There are also a few other practices that can support the healing process:

Make a list of everything in your life that you’re grateful for. It can be constructive to remind yourself of all that is going right and your good fortune even though you’re feeling badly. Don’t discredit feeling poorly but keep this list to re-establish the perspective that is easily lost when we’re not at our best.

Make a list of the qualities and aspects of your relationship that you valued and would like to find again in someone new. And list the qualities that weren’t positive for you that you would like to change. For me, this led to ending an unhealthy pattern of dating women that expressed intense interest in me, but didn’t show it in their everyday actions.
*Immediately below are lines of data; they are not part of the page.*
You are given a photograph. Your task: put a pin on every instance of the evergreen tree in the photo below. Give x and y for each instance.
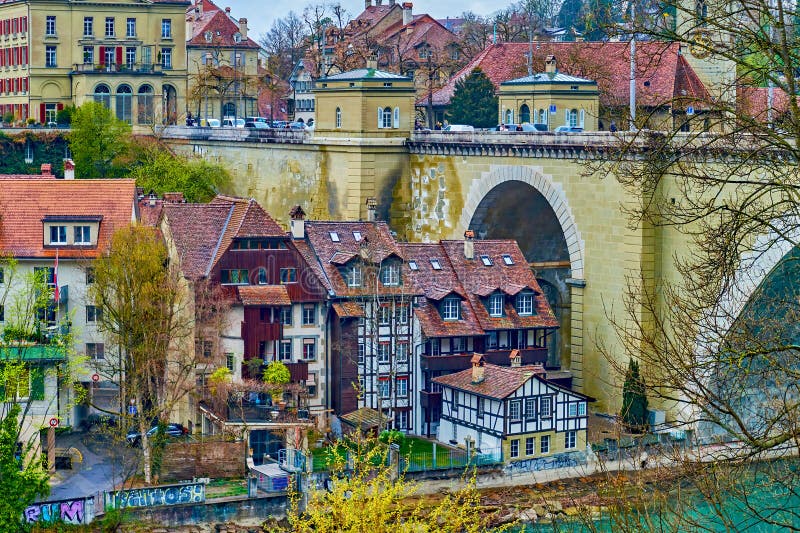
(474, 101)
(634, 399)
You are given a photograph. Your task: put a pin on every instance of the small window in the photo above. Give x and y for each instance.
(286, 316)
(309, 314)
(451, 309)
(309, 349)
(570, 439)
(288, 275)
(83, 235)
(58, 235)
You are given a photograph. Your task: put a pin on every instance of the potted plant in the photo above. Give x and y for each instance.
(277, 375)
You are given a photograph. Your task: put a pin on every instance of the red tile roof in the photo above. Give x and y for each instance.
(220, 24)
(498, 381)
(662, 73)
(264, 295)
(24, 202)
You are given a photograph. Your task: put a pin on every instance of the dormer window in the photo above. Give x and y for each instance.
(83, 235)
(58, 235)
(353, 276)
(451, 309)
(390, 275)
(495, 306)
(525, 303)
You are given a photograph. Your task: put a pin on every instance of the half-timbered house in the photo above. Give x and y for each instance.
(516, 409)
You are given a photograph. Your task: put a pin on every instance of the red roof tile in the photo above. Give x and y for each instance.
(661, 71)
(275, 295)
(498, 381)
(25, 202)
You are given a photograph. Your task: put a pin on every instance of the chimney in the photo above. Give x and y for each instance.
(469, 244)
(477, 368)
(69, 169)
(550, 65)
(372, 207)
(297, 222)
(407, 7)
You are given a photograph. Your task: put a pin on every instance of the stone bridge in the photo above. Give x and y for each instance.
(531, 187)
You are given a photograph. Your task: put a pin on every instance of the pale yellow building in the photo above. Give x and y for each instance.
(223, 63)
(551, 99)
(128, 54)
(365, 103)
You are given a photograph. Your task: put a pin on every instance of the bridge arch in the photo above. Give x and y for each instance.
(543, 185)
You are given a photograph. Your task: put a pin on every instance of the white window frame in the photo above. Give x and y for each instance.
(495, 306)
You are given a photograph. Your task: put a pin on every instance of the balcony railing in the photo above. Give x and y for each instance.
(454, 363)
(126, 68)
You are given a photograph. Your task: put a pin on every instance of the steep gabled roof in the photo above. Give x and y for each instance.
(661, 71)
(25, 202)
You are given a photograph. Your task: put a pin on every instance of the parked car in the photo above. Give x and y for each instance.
(230, 122)
(568, 129)
(459, 128)
(173, 430)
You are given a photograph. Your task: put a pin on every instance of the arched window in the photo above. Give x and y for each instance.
(102, 94)
(124, 103)
(524, 113)
(144, 105)
(387, 117)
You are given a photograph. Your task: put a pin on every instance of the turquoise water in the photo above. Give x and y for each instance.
(763, 499)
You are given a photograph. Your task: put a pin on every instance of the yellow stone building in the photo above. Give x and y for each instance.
(551, 99)
(129, 55)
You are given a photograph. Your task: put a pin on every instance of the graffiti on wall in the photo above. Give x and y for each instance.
(156, 496)
(542, 463)
(76, 511)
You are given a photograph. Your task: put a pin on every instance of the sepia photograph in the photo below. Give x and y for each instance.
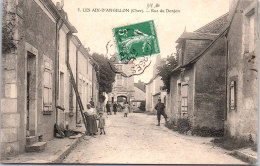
(129, 82)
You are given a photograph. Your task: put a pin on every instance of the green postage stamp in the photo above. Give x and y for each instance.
(136, 40)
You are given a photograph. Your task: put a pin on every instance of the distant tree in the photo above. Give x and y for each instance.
(106, 75)
(165, 71)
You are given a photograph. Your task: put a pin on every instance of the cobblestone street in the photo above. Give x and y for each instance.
(137, 139)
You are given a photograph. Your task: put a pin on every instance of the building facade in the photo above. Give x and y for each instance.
(197, 87)
(36, 87)
(123, 87)
(242, 76)
(154, 87)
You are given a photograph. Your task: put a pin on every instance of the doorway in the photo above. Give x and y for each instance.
(60, 114)
(31, 98)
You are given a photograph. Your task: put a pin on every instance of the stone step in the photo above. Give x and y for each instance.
(31, 140)
(36, 147)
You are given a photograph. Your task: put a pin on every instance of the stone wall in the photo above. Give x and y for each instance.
(242, 121)
(210, 92)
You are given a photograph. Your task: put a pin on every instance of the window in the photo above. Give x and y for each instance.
(232, 95)
(119, 67)
(184, 99)
(47, 87)
(119, 80)
(250, 31)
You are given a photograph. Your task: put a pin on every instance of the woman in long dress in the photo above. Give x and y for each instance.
(126, 109)
(91, 115)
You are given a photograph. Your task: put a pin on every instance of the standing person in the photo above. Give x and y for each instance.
(101, 123)
(115, 108)
(119, 107)
(126, 108)
(108, 108)
(91, 114)
(92, 102)
(160, 111)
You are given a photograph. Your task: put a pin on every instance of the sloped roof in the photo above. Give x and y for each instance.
(220, 26)
(215, 26)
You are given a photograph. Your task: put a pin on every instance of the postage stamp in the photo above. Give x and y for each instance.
(136, 40)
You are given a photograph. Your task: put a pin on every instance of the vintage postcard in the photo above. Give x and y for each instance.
(129, 82)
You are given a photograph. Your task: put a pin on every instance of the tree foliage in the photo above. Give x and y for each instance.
(106, 76)
(165, 71)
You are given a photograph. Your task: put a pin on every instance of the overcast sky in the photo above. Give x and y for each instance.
(95, 29)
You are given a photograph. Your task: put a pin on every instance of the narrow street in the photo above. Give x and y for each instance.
(137, 139)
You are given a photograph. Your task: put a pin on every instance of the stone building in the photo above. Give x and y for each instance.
(197, 88)
(154, 87)
(35, 78)
(123, 87)
(242, 71)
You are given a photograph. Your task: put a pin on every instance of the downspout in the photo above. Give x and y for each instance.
(77, 77)
(58, 27)
(226, 75)
(68, 35)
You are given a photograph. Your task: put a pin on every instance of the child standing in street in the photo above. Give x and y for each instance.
(126, 109)
(101, 123)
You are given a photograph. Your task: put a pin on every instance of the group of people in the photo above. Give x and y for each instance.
(118, 108)
(91, 116)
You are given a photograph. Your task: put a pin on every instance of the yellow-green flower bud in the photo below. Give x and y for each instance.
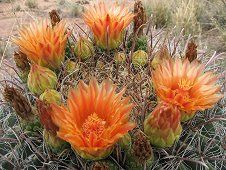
(40, 79)
(84, 48)
(71, 66)
(139, 58)
(120, 57)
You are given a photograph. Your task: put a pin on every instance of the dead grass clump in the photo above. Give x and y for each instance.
(159, 11)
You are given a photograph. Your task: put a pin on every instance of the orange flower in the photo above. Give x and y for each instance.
(185, 85)
(112, 22)
(43, 44)
(95, 118)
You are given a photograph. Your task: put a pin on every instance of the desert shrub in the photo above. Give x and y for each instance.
(159, 11)
(184, 17)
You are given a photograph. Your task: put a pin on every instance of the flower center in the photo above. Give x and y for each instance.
(93, 124)
(184, 84)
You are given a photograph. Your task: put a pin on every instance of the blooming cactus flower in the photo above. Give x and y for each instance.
(95, 118)
(40, 78)
(185, 85)
(51, 96)
(43, 44)
(107, 24)
(163, 126)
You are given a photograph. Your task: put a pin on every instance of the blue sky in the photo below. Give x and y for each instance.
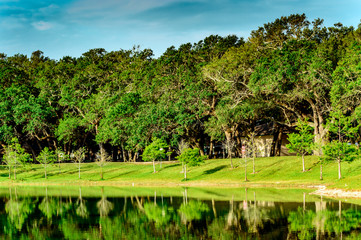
(71, 27)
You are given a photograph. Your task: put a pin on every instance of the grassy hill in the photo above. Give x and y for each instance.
(276, 171)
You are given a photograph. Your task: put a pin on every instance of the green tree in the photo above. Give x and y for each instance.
(102, 158)
(190, 157)
(61, 155)
(78, 157)
(15, 156)
(341, 150)
(301, 142)
(46, 158)
(155, 151)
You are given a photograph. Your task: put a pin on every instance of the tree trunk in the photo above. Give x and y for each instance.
(303, 163)
(169, 156)
(210, 155)
(319, 131)
(245, 169)
(123, 153)
(230, 158)
(135, 157)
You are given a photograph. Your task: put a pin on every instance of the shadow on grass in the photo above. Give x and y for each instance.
(171, 165)
(118, 175)
(214, 170)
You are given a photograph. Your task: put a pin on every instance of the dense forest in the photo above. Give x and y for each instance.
(204, 93)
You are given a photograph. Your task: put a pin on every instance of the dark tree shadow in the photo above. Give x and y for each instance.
(213, 170)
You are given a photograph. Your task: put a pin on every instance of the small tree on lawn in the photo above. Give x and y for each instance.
(341, 150)
(102, 158)
(78, 157)
(155, 151)
(15, 156)
(46, 158)
(61, 157)
(252, 148)
(229, 145)
(301, 142)
(190, 157)
(182, 146)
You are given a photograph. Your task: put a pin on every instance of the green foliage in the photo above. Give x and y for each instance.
(191, 157)
(15, 156)
(340, 151)
(46, 158)
(301, 142)
(155, 150)
(193, 210)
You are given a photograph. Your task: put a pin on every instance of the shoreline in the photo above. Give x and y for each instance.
(322, 190)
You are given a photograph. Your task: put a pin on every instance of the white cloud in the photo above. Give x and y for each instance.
(42, 26)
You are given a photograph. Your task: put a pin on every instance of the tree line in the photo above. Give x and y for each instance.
(205, 93)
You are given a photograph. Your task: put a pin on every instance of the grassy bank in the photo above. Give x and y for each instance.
(277, 171)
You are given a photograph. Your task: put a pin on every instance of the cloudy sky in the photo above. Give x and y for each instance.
(71, 27)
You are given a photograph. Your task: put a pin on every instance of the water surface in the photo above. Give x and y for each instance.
(173, 213)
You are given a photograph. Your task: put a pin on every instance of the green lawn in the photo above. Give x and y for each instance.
(276, 171)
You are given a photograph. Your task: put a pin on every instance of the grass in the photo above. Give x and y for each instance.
(276, 171)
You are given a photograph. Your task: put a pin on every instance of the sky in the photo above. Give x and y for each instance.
(71, 27)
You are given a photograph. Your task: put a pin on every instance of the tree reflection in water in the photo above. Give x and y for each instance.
(156, 217)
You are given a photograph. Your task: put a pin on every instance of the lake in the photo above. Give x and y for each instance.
(173, 213)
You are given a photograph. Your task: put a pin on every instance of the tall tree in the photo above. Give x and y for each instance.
(301, 142)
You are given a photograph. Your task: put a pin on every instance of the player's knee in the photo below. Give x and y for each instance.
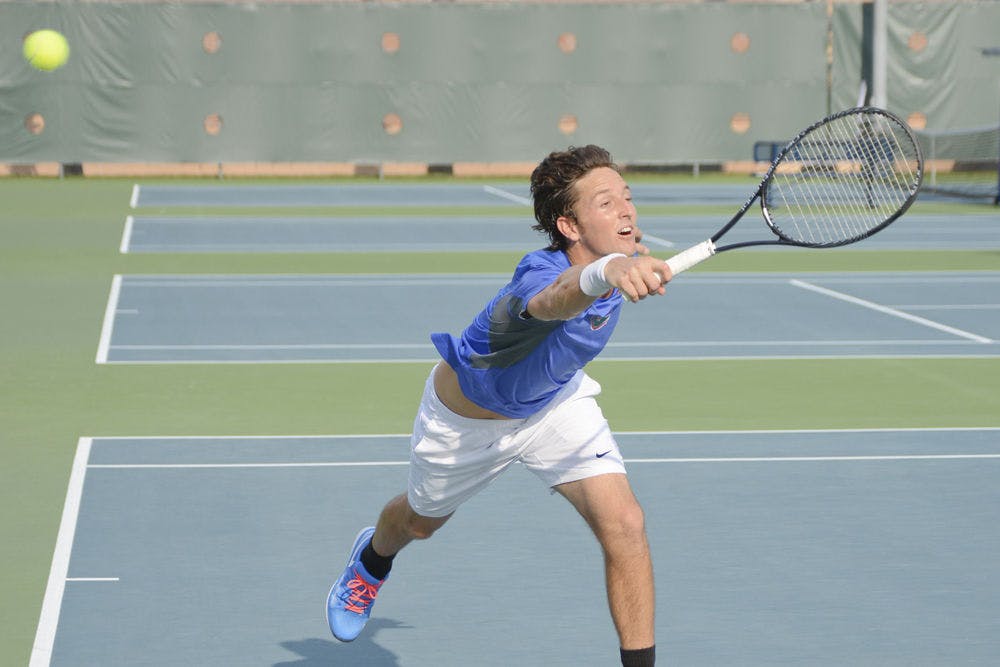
(632, 523)
(422, 527)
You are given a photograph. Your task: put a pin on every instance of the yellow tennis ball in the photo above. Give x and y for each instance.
(46, 49)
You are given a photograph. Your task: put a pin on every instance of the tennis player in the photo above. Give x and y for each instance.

And finally, be mindful of your limited time on the planet. As one of my counselors used to say, “None of us are getting off this planet alive.” What’s deeply important to you? What do you wish to accomplish in your life? The pain of breakups can so distract us from our deeper values, goals and aspirations that it important to anchor ourselves by writing this down and reflecting on it regularly.

If you’re currently experiencing a breakup, remember, you’re not alone. Marsh often reminds students that there are many people around the world experiencing these emotions with you right now and many that have in the past. There are also many people that care about you now and that will care about you in the future in ways you probably don’t realize at the moment. I wish you well in your healing process.